Crédit : Claire Juchat / SOS MEDITERRANEE

Vinia, 19 ans

Vinia a quitté son pays en 2021 parce qu’elle ne pouvait ni étudier ni travailler. Des amis lui ont dit qu’il y avait des opportunités en Libye. Elle a décidé de partir, sans en parler à ses parents. « Je savais qu’ils ne me laisseraient pas partir. Une nuit, j’ai rassemblé mes affaires et j’ai quitté ma maison ». Dès son arrivée en Libye, Vinia a été kidnappée. « La Libye n’est pas un pays facile, les femmes y sont souvent violées. J’ai été confrontée à beaucoup de difficultés. Il faut toujours donner de l’argent, de l’argent, de l’argent. Même pour monter sur un petit bateau, il faut payer de l’argent« . Vinia a tenté une première fois de traverser, sur un bateau en caoutchouc, mais les garde-côtes libyens ont intercepté l’embarcation et l’ont ramenée à terre. « J’ai été envoyée en prison. Je n’avais plus d’argent, je devais aller avec des hommes pour en obtenir« .  

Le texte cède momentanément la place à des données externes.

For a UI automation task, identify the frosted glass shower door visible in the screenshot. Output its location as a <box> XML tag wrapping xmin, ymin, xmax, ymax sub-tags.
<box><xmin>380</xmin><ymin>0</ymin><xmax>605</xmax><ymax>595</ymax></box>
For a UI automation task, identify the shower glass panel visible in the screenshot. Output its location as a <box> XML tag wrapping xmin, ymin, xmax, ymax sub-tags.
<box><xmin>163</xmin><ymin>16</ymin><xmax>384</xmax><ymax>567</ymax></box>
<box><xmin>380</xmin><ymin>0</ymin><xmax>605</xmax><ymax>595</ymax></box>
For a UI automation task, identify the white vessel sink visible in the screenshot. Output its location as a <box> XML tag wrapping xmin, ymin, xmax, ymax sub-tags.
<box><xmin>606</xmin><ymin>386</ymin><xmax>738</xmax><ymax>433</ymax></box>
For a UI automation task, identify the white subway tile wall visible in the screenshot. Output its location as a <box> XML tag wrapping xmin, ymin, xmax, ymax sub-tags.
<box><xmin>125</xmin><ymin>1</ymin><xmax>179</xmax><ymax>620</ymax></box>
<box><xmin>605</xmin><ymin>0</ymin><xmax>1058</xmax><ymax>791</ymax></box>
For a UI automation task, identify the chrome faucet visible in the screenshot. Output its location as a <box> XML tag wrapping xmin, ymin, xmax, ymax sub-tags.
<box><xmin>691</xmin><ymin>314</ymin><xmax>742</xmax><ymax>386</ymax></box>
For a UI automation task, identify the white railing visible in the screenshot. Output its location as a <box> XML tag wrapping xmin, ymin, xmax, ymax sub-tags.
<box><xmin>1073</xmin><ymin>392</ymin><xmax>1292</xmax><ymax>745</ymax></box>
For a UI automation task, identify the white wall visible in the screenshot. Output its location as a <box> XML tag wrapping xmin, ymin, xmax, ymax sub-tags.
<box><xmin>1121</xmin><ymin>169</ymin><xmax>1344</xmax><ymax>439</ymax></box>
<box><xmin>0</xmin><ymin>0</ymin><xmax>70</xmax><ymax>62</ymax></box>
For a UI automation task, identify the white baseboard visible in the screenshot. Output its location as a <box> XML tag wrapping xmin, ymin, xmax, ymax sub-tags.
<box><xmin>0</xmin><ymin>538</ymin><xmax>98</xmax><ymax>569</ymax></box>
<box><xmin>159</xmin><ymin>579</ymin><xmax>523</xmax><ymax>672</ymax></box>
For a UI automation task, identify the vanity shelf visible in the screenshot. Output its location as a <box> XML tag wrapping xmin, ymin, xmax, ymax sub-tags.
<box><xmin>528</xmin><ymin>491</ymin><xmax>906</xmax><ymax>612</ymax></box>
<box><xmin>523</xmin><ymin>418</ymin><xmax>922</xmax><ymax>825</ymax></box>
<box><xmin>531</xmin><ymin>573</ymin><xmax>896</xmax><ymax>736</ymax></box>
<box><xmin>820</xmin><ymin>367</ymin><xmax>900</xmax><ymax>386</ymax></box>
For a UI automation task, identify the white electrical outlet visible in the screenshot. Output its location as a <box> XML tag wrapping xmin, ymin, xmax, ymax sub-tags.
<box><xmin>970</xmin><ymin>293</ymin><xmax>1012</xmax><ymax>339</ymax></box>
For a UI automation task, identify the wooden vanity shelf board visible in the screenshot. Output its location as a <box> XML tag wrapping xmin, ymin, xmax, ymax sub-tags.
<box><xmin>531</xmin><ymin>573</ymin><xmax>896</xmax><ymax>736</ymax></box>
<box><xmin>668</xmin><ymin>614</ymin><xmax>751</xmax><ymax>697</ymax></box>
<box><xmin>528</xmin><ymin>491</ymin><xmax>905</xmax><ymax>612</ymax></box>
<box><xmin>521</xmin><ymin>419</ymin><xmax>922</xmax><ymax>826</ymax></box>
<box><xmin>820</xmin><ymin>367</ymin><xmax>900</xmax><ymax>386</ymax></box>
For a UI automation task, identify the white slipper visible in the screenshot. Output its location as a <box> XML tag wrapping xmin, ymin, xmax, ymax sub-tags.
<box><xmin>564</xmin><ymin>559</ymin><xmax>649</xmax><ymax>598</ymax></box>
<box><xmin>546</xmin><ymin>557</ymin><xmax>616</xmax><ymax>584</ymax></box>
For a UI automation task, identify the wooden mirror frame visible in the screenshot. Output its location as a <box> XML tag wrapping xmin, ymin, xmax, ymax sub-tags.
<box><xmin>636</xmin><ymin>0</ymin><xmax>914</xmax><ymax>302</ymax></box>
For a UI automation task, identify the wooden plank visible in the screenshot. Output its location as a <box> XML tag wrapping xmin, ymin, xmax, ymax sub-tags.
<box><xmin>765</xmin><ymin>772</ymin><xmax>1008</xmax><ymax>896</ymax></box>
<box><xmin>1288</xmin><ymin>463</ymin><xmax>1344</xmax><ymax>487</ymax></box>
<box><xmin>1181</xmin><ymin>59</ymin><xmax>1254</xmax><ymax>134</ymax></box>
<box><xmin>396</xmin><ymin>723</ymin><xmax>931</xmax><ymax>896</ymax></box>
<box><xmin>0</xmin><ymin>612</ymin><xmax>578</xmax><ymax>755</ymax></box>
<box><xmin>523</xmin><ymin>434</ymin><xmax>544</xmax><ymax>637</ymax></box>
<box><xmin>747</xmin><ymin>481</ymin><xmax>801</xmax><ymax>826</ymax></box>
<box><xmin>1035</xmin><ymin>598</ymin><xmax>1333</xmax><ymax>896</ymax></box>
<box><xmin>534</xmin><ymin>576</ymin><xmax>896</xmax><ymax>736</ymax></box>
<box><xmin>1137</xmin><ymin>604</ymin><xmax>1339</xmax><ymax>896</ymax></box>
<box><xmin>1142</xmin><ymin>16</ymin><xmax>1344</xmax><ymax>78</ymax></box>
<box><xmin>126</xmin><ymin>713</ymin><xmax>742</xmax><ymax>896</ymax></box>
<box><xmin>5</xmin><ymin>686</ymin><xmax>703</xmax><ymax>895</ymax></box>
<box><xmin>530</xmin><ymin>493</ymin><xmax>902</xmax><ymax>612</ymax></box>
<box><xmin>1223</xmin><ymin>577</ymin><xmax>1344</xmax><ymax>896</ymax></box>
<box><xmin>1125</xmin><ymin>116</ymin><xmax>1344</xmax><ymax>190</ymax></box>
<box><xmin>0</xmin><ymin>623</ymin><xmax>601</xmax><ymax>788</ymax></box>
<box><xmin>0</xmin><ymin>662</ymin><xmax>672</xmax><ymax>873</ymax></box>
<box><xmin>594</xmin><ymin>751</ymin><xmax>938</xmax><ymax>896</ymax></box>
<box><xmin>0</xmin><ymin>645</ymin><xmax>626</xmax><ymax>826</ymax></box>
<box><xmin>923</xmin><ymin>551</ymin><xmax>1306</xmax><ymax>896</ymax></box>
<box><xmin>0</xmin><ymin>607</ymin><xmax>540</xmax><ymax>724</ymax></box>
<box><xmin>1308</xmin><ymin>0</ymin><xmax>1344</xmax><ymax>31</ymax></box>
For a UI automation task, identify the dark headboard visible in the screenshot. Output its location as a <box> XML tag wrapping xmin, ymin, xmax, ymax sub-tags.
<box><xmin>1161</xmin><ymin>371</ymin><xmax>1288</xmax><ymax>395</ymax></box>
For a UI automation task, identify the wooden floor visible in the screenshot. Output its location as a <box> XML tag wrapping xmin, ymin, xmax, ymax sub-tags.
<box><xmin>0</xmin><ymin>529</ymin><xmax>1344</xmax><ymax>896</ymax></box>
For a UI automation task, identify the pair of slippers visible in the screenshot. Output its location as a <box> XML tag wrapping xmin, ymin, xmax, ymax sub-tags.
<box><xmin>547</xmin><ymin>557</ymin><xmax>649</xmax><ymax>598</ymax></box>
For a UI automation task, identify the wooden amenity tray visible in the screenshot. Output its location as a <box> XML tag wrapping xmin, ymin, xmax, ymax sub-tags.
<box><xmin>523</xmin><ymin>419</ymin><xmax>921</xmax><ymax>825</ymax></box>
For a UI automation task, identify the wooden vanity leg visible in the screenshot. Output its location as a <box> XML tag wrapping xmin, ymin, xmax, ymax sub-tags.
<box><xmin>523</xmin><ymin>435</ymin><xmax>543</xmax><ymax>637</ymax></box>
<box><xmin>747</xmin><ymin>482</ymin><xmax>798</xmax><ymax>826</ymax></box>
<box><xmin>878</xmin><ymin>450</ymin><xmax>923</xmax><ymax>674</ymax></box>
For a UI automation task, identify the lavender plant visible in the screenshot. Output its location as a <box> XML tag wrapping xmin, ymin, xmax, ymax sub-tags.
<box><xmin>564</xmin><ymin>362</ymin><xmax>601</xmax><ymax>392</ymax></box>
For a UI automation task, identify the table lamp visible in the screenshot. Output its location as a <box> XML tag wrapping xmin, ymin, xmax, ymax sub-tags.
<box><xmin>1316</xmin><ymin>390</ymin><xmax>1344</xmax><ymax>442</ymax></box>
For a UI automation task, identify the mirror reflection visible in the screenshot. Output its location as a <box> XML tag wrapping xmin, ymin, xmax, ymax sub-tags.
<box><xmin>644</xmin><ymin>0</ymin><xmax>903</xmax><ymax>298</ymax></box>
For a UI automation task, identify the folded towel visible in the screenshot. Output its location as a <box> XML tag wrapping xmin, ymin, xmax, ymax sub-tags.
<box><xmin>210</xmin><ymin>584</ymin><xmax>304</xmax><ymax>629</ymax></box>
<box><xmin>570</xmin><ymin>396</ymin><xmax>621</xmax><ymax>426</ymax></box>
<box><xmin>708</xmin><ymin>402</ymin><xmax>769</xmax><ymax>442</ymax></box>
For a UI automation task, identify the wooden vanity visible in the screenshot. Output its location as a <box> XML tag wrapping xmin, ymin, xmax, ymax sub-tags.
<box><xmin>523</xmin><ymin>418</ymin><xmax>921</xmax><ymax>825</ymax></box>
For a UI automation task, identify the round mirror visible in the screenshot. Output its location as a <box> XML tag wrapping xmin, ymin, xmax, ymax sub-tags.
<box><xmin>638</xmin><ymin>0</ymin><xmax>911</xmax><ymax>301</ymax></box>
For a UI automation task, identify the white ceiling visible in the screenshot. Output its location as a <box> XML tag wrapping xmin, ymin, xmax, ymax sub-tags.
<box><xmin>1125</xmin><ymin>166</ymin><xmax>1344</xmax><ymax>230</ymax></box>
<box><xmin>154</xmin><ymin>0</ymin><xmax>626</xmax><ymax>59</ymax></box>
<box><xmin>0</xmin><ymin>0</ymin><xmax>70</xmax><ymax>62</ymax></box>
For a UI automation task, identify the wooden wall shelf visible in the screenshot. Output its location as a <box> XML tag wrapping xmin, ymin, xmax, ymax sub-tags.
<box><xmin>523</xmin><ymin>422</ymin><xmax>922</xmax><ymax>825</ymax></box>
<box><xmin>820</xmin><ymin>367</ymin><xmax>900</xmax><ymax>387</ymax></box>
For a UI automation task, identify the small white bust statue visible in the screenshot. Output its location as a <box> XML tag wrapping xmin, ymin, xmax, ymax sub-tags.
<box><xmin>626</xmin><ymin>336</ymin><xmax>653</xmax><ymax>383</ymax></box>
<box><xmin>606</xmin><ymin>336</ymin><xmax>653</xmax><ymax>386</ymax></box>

Vinia tente une seconde fois la traversée sur un bateau en bois, le temps se gâte et le moteur s’arrête. « Nous étions perdus, et puis vous êtes arrivés… »

Kadi 25 ans

Kadi quitté son pays en raison du taux de chômage élevé. Elle a étudié à l’université mais n’a pas pu trouver de travail, après avoir obtenu son diplôme. Comme elle est l’aînée de sa famille, elle a décidé de quitter la Côte d’Ivoire pour trouver des nouvelles opportunités, afin de soutenir ses parents et ses grands-parents. « Je savais que choisir la voie du départ serait difficile, mais j’étais prête à faire face à tout, je devais être forte, et cela pour ma famille. Il ne faut pas abandonner« . Kadi a essayé de traverser une première fois sur le même bateau en caoutchouc que Vinia et Sarah. 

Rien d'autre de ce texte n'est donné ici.